I thought it felt conservative in message. All the good guys were hard working anti government people living in the rural areas. The bad guys were shallow government supporting metro- sexuals living in the capital.
An article that may have info for you, re: Hunger Games as Bush analogue: http://cnsnews.com/blog/lauren-thompson/propaganda-packed-hunger-games-dvd-written-frustration-bush-era
The first book’s movie is currently on Netflicks if anyone wants to see the first movie before going to see the 2nd one.
>Mercat wrote:
I resisted reading these books until I realized that my 13 year old granddaughter was reading them. I read all three in three days.<
Regardless of your feelings about the book, kudos to you for checking up on what your granddaughter is into. I like that kind of grand parenting!
Bkmk
I’ve read that too.
Truthfully, the closest analog would be with Tianamen Square and China.

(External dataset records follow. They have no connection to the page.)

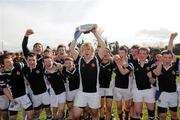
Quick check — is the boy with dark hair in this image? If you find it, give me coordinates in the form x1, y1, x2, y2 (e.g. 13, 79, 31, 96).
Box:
1, 55, 33, 120
154, 50, 178, 120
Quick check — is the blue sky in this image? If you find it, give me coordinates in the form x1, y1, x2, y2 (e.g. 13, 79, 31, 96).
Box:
0, 0, 180, 51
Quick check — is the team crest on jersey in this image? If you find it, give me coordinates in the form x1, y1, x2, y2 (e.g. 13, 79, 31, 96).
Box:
36, 70, 40, 74
172, 71, 176, 75
146, 67, 150, 71
91, 63, 96, 67
16, 71, 21, 75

But it is far easier for anyone to make a connection to the Obama administration - with lots of government jobs and low unemployment in Washington DC, with Obamacare subsidies to Congress and staff, with Congress allowed to engage in insider trading legally.

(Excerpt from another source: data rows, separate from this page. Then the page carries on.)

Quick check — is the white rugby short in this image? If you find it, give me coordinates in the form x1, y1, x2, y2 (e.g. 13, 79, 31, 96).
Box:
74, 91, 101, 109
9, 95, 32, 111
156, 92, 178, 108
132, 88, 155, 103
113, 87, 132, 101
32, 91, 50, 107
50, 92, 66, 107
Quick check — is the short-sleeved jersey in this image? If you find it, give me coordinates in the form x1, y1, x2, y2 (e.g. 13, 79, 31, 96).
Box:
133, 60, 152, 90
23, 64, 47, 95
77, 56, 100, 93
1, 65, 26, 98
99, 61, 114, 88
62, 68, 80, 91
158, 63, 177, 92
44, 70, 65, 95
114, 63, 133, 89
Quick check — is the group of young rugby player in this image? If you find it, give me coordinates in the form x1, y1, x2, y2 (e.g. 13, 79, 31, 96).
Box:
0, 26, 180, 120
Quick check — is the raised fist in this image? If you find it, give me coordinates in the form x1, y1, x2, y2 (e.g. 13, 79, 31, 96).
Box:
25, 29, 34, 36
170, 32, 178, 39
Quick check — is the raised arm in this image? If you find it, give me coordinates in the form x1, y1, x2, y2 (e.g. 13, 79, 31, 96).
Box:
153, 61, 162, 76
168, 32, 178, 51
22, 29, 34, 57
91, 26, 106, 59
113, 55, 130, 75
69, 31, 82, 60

The connection to Bush was largely imaginary.
Cletus, I did not pick up any particular symbolism in the name of President Snow other than he was evil. I read the books before I saw the movies and I really did not pick up on any racial aspects of the games at all. I believe some of the characters were given greater racial diversity for the movie that was not apparent or specified in the book. This would be an obvious move to give the move a greater audience appeal. For example; Rue and Cinna were “white” in my mind’s eye when I read the book but were clearly black in the movie. - It is possible that I missed the racial identity cues in the text when I read it. — But the race of the characters makes no difference. They were good, honorable people who shared values with and helped the heroine. I did not see any racial overtones (in either direction) in the book or in the movie.
Sometimes I miss the subtleties in the mist when I am getting sprayed in the face by a fire hose....
Humble, I have never been able to get pictures and url links to paste into my posts. For some reason, I am only able to post in simple text formats. It is probably a head space and timing error on my part....
The thought of a movie about children killing other children just doesn’t appeal to me.
What is the acceptable minimum age for a child to read the books and see the movies?
I think the author intended that, but I see it as a good reflection of the Obama administration. eggs on her face as an unwitting prophet.